A boozy old reporter who had once worked for the many newspapers in New York City and now worked for a television station leafed through the homicide reports. It was just another old white person killed by blacks and he put it back in a pile of such reports. It offended him that human life would be so insignificant now, as if the city were at war. And it reminded him of another time, when deaths were also unimportant. It was thirty years before when blacks shooting other blacks just was not news.
He put down the reports and answered a call from the newsroom. A detective in the Bronx, trapped by a gang of black youths, had fired and wounded one. The Black Ministry Council of Greater New York was calling the shooting "barbarism." They were picketing the house of the policeman's lawyer, demanding an end to legal defense of policemen accused of shooting blacks.
The reporter was told by his assignment editor to link up with a camera and do an interview in front of the lawyer's home.

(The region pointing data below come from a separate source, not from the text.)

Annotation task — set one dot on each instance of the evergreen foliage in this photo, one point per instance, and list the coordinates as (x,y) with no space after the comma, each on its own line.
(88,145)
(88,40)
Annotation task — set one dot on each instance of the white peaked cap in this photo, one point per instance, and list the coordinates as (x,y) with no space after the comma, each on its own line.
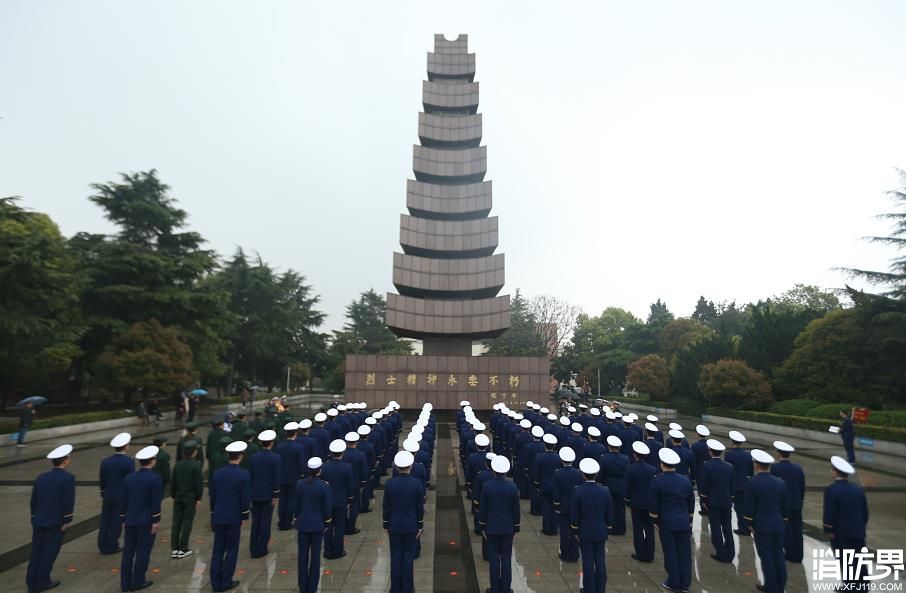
(784,447)
(500,464)
(841,465)
(237,447)
(668,456)
(589,466)
(121,440)
(149,452)
(60,452)
(760,456)
(403,459)
(640,448)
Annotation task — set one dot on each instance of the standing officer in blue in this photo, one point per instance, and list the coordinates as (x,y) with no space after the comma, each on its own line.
(671,504)
(848,435)
(613,466)
(114,470)
(313,515)
(404,516)
(342,487)
(741,460)
(765,510)
(794,478)
(292,467)
(715,491)
(638,481)
(231,494)
(590,516)
(52,504)
(499,518)
(143,492)
(845,517)
(264,473)
(566,479)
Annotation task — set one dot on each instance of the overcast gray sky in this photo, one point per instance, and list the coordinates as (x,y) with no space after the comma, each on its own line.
(639,150)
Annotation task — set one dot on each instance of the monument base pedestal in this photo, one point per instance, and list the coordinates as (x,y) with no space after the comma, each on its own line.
(444,381)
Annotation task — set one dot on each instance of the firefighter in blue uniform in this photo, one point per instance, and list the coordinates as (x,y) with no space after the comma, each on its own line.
(848,435)
(741,460)
(142,492)
(404,516)
(231,496)
(52,507)
(114,470)
(794,478)
(590,516)
(845,518)
(566,479)
(264,474)
(313,515)
(613,466)
(342,488)
(715,490)
(765,511)
(499,519)
(638,481)
(671,503)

The pickets were lounging in cars when the reporter got there. He had to wait for his cameraman. When the camera arrived, it was as if everyone had suddenly been injected with adrenalin. Out of cars and off car hoods they came. They joined the circle and the cameraman got precisely the right angle to make it look as if an entire community was marching in front of this lawyer's house.
They chanted and marched. The reporter put the microphone in front of a very black man with a very white collar under his rutted face.
The reverend talked of maniacal policemen shooting down innocent black youths, the victims of "the worst racism ever seen by man."
The black man identified himself as Reverend Josiah Wadson, chairman of the Black Ministry Council, co-chairman of the World Church Group, executive director of Affirmative Housing Action I, soon to be followed by Affirmative Housing Action II. His voice rolled like mountains in Tennessee. He invoked the righteous wrath of the Almighty. He bemoaned white barbarism.